With spring just a few weeks away, Wisconsin gardeners are already planning how they'll spruce up their yards this year.  As you make your plans, be sure to consider keeping your foundation safe as you select plants and trees, and decide where to plant them.

When it comes to trees, consider how tall they'll get, how wide they grow, and where you'll need to put them to cast their shade, advises Jim, a blogger for Your Garden Sanctuary.  Jim works in the design/build department of southern Wisconsin nursery/landscaping company. He's also been a horticulturist and aesthetic pruner at a top quality Japanese Garden, as well as a freelance garden consultant.Redbud trees are good for planting near homes and won't damage foundations. Photo by BETTY, Wikimedia Commons.

To keep your house cool, plan to shade the late afternoon sun, which comes in at a lower angle. "In order to get the most useful shade on a house, you should place a shade tree about 20 feet from the house," Jim says.

If you plant trees too close to your home, three main problems can arise:

  1. Mechanical damage from roots exerting pressure on the foundation.
  2. Fluctuations in soil moisture, causing soil to expand and contract and put pressure on the foundation.
  3. Hazards such as branches falling on the house.

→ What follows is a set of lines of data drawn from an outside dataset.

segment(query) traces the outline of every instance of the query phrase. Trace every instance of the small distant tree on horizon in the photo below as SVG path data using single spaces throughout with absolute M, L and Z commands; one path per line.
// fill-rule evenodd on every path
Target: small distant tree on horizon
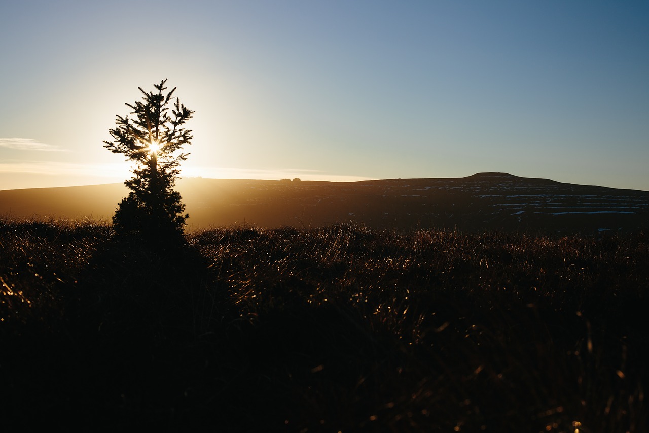
M 181 235 L 189 218 L 182 215 L 185 205 L 173 188 L 178 166 L 189 155 L 178 152 L 193 138 L 184 125 L 194 112 L 178 98 L 172 101 L 175 87 L 164 93 L 166 82 L 154 85 L 155 90 L 149 92 L 138 87 L 141 100 L 126 103 L 132 116 L 117 115 L 116 127 L 108 131 L 114 140 L 104 140 L 104 148 L 135 163 L 135 176 L 125 182 L 130 191 L 115 212 L 114 227 L 119 233 L 138 232 L 151 240 Z

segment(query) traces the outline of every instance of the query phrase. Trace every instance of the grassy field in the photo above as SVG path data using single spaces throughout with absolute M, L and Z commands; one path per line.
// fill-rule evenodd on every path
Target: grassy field
M 344 225 L 186 241 L 0 221 L 4 425 L 649 428 L 646 233 Z

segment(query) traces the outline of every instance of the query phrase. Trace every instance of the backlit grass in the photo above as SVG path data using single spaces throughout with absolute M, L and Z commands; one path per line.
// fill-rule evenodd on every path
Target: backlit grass
M 225 431 L 647 428 L 649 239 L 0 222 L 8 419 Z M 38 419 L 40 419 L 39 418 Z

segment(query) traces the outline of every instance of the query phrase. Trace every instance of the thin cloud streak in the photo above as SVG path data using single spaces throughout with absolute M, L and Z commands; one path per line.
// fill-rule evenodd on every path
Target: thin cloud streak
M 89 176 L 106 178 L 107 181 L 123 181 L 132 176 L 132 166 L 121 164 L 74 164 L 55 161 L 7 161 L 0 162 L 0 174 L 40 174 L 47 176 Z M 329 174 L 308 168 L 240 168 L 238 167 L 187 166 L 181 169 L 180 177 L 214 179 L 277 179 L 299 177 L 302 180 L 354 182 L 373 179 L 369 177 Z M 45 186 L 45 185 L 44 185 Z
M 71 164 L 38 161 L 0 163 L 0 173 L 91 176 L 105 177 L 130 176 L 129 166 L 123 164 Z
M 23 138 L 18 137 L 0 138 L 0 148 L 14 150 L 36 150 L 47 152 L 66 152 L 65 149 L 60 149 L 51 144 L 42 143 L 34 138 Z
M 208 177 L 213 179 L 294 179 L 302 180 L 328 181 L 330 182 L 354 182 L 368 180 L 373 177 L 328 174 L 324 171 L 308 168 L 240 168 L 238 167 L 195 167 L 184 168 L 180 177 Z

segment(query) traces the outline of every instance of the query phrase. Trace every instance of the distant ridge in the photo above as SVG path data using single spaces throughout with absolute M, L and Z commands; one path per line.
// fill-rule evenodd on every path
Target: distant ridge
M 188 178 L 177 185 L 190 230 L 252 224 L 308 228 L 592 233 L 649 230 L 649 192 L 486 172 L 357 182 Z M 0 215 L 110 220 L 122 184 L 0 191 Z
M 473 179 L 476 177 L 518 177 L 513 174 L 505 173 L 504 172 L 481 172 L 467 176 L 464 179 Z

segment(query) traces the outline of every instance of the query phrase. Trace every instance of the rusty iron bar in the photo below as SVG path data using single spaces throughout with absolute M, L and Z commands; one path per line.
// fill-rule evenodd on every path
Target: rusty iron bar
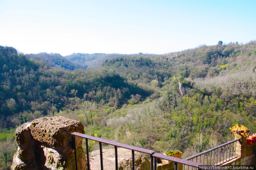
M 153 170 L 154 164 L 154 157 L 152 156 L 152 155 L 150 155 L 150 170 Z
M 102 145 L 101 142 L 99 142 L 100 144 L 100 169 L 103 170 L 103 155 L 102 154 Z
M 132 150 L 132 169 L 135 170 L 135 163 L 134 161 L 134 151 Z
M 187 158 L 185 158 L 183 159 L 185 160 L 190 160 L 192 158 L 196 158 L 198 156 L 200 156 L 201 155 L 203 155 L 203 154 L 204 154 L 205 153 L 208 153 L 208 152 L 210 152 L 211 151 L 214 150 L 216 150 L 217 148 L 219 148 L 220 147 L 222 147 L 223 146 L 224 146 L 226 145 L 227 144 L 229 144 L 230 143 L 234 143 L 235 142 L 236 142 L 240 140 L 240 139 L 234 139 L 232 141 L 230 141 L 229 142 L 226 142 L 225 143 L 224 143 L 222 144 L 216 146 L 215 146 L 214 148 L 211 148 L 210 149 L 208 149 L 208 150 L 207 150 L 205 151 L 203 151 L 202 152 L 200 152 L 200 153 L 199 153 L 195 155 L 194 155 L 192 156 L 190 156 L 189 157 L 188 157 Z
M 174 170 L 178 170 L 178 163 L 174 162 Z
M 199 165 L 204 165 L 204 164 L 197 162 L 194 162 L 190 161 L 185 160 L 182 159 L 180 158 L 177 158 L 172 156 L 167 156 L 158 153 L 155 153 L 155 152 L 151 150 L 146 149 L 143 148 L 141 148 L 139 147 L 137 147 L 134 146 L 129 145 L 123 143 L 119 143 L 115 142 L 113 142 L 110 141 L 106 140 L 100 138 L 96 137 L 94 136 L 92 136 L 86 135 L 84 135 L 82 133 L 78 133 L 77 132 L 73 132 L 71 134 L 74 136 L 76 136 L 85 138 L 86 144 L 86 151 L 87 155 L 87 167 L 88 169 L 90 169 L 90 162 L 89 157 L 89 147 L 88 142 L 88 139 L 93 140 L 99 142 L 100 144 L 100 148 L 101 148 L 100 146 L 102 145 L 102 143 L 103 143 L 110 144 L 114 146 L 115 150 L 115 167 L 116 169 L 118 169 L 118 160 L 117 158 L 117 147 L 120 147 L 128 149 L 132 151 L 132 154 L 133 151 L 134 151 L 139 152 L 141 152 L 149 154 L 150 156 L 150 166 L 151 170 L 156 170 L 157 165 L 157 158 L 160 158 L 162 159 L 170 161 L 175 163 L 176 163 L 177 165 L 177 163 L 180 163 L 184 165 L 193 167 L 198 168 Z M 101 154 L 102 154 L 102 148 L 101 149 L 100 148 L 100 152 L 101 152 Z M 133 162 L 133 163 L 134 164 L 135 167 L 135 162 Z M 103 169 L 103 161 L 101 160 L 101 166 L 102 167 L 102 169 Z
M 115 170 L 118 170 L 118 160 L 117 157 L 117 146 L 115 146 Z
M 156 158 L 154 158 L 154 170 L 156 170 L 157 169 L 157 161 L 156 160 Z
M 85 138 L 85 143 L 86 143 L 86 155 L 87 156 L 87 168 L 88 169 L 90 169 L 90 161 L 89 160 L 89 144 L 88 143 L 88 139 Z
M 76 170 L 78 170 L 78 163 L 77 162 L 77 144 L 76 143 L 76 136 L 71 135 L 71 144 L 72 147 L 74 150 L 75 154 L 75 161 L 76 163 Z

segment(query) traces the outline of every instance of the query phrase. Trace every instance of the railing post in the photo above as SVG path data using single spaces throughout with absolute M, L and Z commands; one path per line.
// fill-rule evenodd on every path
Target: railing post
M 178 170 L 178 163 L 174 162 L 174 170 Z
M 78 163 L 77 163 L 77 145 L 76 142 L 76 136 L 73 135 L 71 135 L 71 144 L 73 149 L 74 150 L 75 154 L 75 161 L 76 163 L 76 169 L 78 170 Z
M 87 155 L 87 167 L 88 169 L 90 169 L 90 157 L 89 152 L 89 146 L 88 143 L 88 139 L 85 138 L 85 143 L 86 143 L 86 154 Z
M 134 161 L 134 151 L 132 150 L 132 169 L 135 170 L 135 163 Z
M 99 142 L 100 144 L 100 168 L 101 170 L 103 170 L 103 156 L 102 155 L 102 146 L 101 142 Z
M 154 170 L 156 170 L 157 165 L 157 161 L 156 160 L 156 158 L 155 157 L 154 157 Z
M 117 146 L 115 146 L 115 169 L 118 170 L 118 160 L 117 158 Z
M 153 170 L 153 167 L 154 165 L 154 157 L 152 156 L 152 155 L 150 155 L 150 170 Z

Some trees have roots that grow so aggressively that they shouldn't be planted even 20 feet or more from your home, according to Jim. They include:

  • Poplars, Cottonwoods and Aspens (Populus): These seek out water with their wide-spreading root systems. They are one of the worst to plant near homes.
  • Silver Maple (Acer saccharinum): Shallow and dense roots can invade foundations.
  • Norway Maple (Acer platanoides): Because their roots are near the surface, these trees are notorious for lifting and shifting concrete.
  • Willows (Salix spp.): Willow roots run deep to anchor trees and seek moisture. They will invade your  home, septic and water systems.
  • American Elm (Ulmus americana):  American Elms have deep roots that often clog sewer lines and drains. These should also be kept well away from anything related to water.

Two others to avoid near your foundation: Black Alder (Alnus glutinosa) and Black Locust (Robinia pseudoacacia).

So now that we know what you shouldn't plant, what plants are recommended for locations near foundations? Nikki Phipps at GardeningKnowHow.com makes these suggestions.

  • Small ornamental trees, such as dogwood, redbud, Japanese map, crepe myrtle and star magnolia.
  • Vining plants for ground covers, such as liriope, ivy, creeping juniper, periwinkle and sweet woodruff. Keep these at least 12 inches from the foundation.
  • Low-growing shrubs like yew, juniper, boxwood and holly. Allow at least 3 feet between plants to prevent overcrowding.
  • Tree-form evergreen shrubs such as wax myrtle, ligustrum or cherry laurel are good for small areas. Keep these at least 5 feet from the house.